Certain parts of my past have wired me in ways that make gentleness and self-control feel like constant uphill battles. Where I should pause, before responding in tense situations, asking myself, "How would Jesus handle this?" I instead opt to walk away to separate myself from the situation that I know will likely become something very ugly. I don't want the conflict, I don't want to heal the wound. I want the cut to have never taken place. I want others to control themselves and examine themselves in the same way I do in my own life. But that's not realistic, people don't examine themselves. So situations crop up. And I respond with a wall. Walls built for survival that now feel like barriers to the full life God intends. And I laugh internally as I write this because I teach against building walls in the context of the Kairos Prison Ministry. I suppose I needed to do those things from my childhood in order to make life livable with the kinds of negative influences I was having to cope with at a very young age. And I still need that coping mechanism today. It's my thorn in my side.
So, I'm brokenhearted and that broken heart has only found peace and love in Christ, and in a very small select group of beautiful people in my life who also love Christ. In fact, only those people will I fully trust. I know I can trust them with my spirit because I know they love Christ. So they are my family, in Christ.
But the beauty of the gospel is that Christ meets us right in that brokenhearted space, not demanding we fix ourselves first. That "voluntary bondage" to Christ’s love isn’t about instant perfection; it’s a lifelong process where the Spirit gently (there’s that word) reshapes us. And I can see it at work in me today, walking away from potential ugliness? That’s wisdom, not weakness, it’s a form of self-control in action, even if it doesn’t feel polished yet.
Childhood brokenness isn’t really a "harmless" thing, it’s a thief that steals joy and connection. Interactions can feel like minefields. You've got to tiptoe around honesty, and for a guy like me that's not going to happen.

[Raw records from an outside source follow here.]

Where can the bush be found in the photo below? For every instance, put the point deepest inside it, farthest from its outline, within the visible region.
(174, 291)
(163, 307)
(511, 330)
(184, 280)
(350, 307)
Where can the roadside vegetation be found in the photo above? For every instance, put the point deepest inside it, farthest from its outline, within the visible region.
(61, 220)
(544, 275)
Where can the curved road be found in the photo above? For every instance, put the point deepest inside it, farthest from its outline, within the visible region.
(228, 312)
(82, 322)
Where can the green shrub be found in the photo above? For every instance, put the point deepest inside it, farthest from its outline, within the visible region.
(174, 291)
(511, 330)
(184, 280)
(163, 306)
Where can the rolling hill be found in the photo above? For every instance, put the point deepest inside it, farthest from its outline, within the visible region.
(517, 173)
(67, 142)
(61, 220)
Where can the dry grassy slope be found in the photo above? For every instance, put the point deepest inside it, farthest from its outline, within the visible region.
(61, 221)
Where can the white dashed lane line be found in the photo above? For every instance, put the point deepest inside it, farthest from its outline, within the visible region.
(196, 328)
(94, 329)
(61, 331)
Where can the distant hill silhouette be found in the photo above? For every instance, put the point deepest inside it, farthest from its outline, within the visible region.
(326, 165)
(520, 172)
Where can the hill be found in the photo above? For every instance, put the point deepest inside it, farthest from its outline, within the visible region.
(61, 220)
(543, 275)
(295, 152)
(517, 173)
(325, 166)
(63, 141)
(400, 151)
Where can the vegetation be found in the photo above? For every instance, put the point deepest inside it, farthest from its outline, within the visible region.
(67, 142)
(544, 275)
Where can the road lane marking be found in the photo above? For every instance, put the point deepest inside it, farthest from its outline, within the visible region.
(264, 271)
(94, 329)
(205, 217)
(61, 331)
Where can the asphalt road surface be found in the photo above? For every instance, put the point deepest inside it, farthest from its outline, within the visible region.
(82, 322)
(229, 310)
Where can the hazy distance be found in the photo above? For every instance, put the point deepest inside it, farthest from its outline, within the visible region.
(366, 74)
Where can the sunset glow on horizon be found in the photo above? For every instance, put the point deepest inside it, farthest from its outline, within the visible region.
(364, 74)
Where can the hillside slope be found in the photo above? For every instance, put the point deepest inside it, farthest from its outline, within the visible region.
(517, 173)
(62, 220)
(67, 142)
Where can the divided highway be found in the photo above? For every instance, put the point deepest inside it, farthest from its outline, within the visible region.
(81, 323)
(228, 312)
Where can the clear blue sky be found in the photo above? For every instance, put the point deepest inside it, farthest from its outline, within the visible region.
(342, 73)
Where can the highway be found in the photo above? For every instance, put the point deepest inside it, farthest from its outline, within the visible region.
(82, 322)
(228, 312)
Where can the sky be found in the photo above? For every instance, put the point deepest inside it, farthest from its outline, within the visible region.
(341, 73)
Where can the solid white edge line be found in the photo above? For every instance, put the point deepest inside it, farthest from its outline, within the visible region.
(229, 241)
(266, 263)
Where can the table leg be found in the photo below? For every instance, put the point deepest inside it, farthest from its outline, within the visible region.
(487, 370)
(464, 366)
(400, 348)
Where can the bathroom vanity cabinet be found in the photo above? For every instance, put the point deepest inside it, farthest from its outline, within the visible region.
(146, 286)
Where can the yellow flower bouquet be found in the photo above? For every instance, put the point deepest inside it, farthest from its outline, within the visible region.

I take solace in knowing that God has used deeply flawed people throughout history: Paul, with his violent past; David, scarred by family dysfunction; even Moses, who fled conflict like me. But what did they all have? Faithfulness to God's will. A heart for God. Obedient and loyal to His call.
Conclusion:
The rotten parts of your fruit don’t disqualify you, they’re where His grace shines brightest.
2 Corinthians 12:9
But he said to me, "My grace is sufficient for you, for my power is made perfect in weakness." Therefore I will boast all the more gladly of my weaknesses, so that the power of Christ may rest upon me.
I will keep yielding to the Vine; trusting that the Spirit’s fruit will keep emerging, even in my scarred soil.
Prayer:
Heavenly Father, in the midst of our pain and past wounds, we yield to Your Holy Spirit. Heal our broken places, cultivate gentleness where walls stand tall, and strengthen self-control through Your love. May we bear the fruit of transformation, rooted in Jesus Christ's Holiness, all for Your glory Lord. Amen.